Ailelerin her konuda olduğu gibi okul konusunda da çocuklarına
her zaman doğruyu söylemelerinin son derece büyük önem taşıdığına
dikkat çeken Çapan, “Hemen geliyorum diyerek okula bırakıp akşama
kadar çocuğu almaya gelmeyen ailelerin bu tip yaklaşımı çocukta
temel güven problemlerine neden olur. Bu nedenle zaman kavramını
onun için somut hale getirerek, örneğin ’öğlen yemeğini yedikten
sonra seni gelip alacağım’ gibi bir ifade kullanarak zamanı onun
için somutlaştırıp, söylenilen zamanda da gelip alındığında çocuğun
güvenini kazanmak mümkün olacaktır” diye konuştu.
“Ağlamanın temel sebebi korku”
Okulların açıldığı ilk gün okul bahçesinde ağlayan çocuk
manzaralarının temel sebebinin “aileden kopma korkusu” olduğunun
altını çizen Çapan, “Ağlayan çocukların ağlama gerekçeleri
genellikle korku kaynaklıdır. Bu yabancı oldukları ortamda diğer
çocuklarla veya öğretmenleriyle nasıl etkileşim kuracaklarını
bilemedikleri için karşı taraftan gelecek tepkiler korkularını
arttırır veya azaltır.
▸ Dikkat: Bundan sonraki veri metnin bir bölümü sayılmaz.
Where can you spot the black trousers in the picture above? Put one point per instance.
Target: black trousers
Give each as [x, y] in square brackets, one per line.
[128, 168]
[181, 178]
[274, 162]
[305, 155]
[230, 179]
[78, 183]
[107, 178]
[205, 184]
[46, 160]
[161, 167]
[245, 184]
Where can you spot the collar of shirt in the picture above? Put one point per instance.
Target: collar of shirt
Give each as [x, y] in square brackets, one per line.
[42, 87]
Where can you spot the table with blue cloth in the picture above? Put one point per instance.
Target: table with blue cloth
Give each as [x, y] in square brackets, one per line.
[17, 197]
Çocuğun ailesinden özellikle ona bakım veren
birincil ebeveyninden (annesi, babası, anneannesi, babaannesi veya
dedesi) kopmak zorunda olduğu düşüncesi onun endişelerini arttırır.
Bu endişeler sadece çocuğun ailesiyle oluşturduğu bağın
’bağımlılık’ seviyesine ulaşması dâhilinde daha fazla görülür.
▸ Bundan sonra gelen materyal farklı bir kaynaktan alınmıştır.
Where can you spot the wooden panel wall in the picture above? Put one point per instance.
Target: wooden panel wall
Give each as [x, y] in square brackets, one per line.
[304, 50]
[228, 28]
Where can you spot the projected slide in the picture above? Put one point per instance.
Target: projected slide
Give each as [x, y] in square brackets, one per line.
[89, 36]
Çocuklar bağımlılık düzeyine varan bu endişelerini aileleri
üzerinden inşa ederler” dedi.
“Çocuğunuza bağımlı olmayın”
Özellikle annelerde görülen aşırı koruyucu tutumun bu duyguların
kaynağı olabileceğini, bunun da çocuğun ebeveyne değil, ebeveynin
çocuğa bağımlı olma sonucunu gösterdiğini ifade eden Çapan, “Bu
durumu sıklıkla gördüğümüz ebeveynler çocuğun ağlamasından rahatsız
olmak yerine tam tersi hoşnut olurlar. Çocuk okulda ne kadar çok
ağlıyorsa ebeveyn kendisini daha çok sevdiği ve özlediği için
ağladığını düşünürler. Ama işte tam da burada çocuklarının ileride
bağımlılık duygularını başka insanlara transfer ederek yaşamak
zorunda kalan bireyler olarak hayatlarını sürdürmelerine neden
olacak gelecek yaşamlarının temelleri atılmış olur” ifadelerini
kullandı.
“Okul, öğretmen ve aile iş birliği çok önemli”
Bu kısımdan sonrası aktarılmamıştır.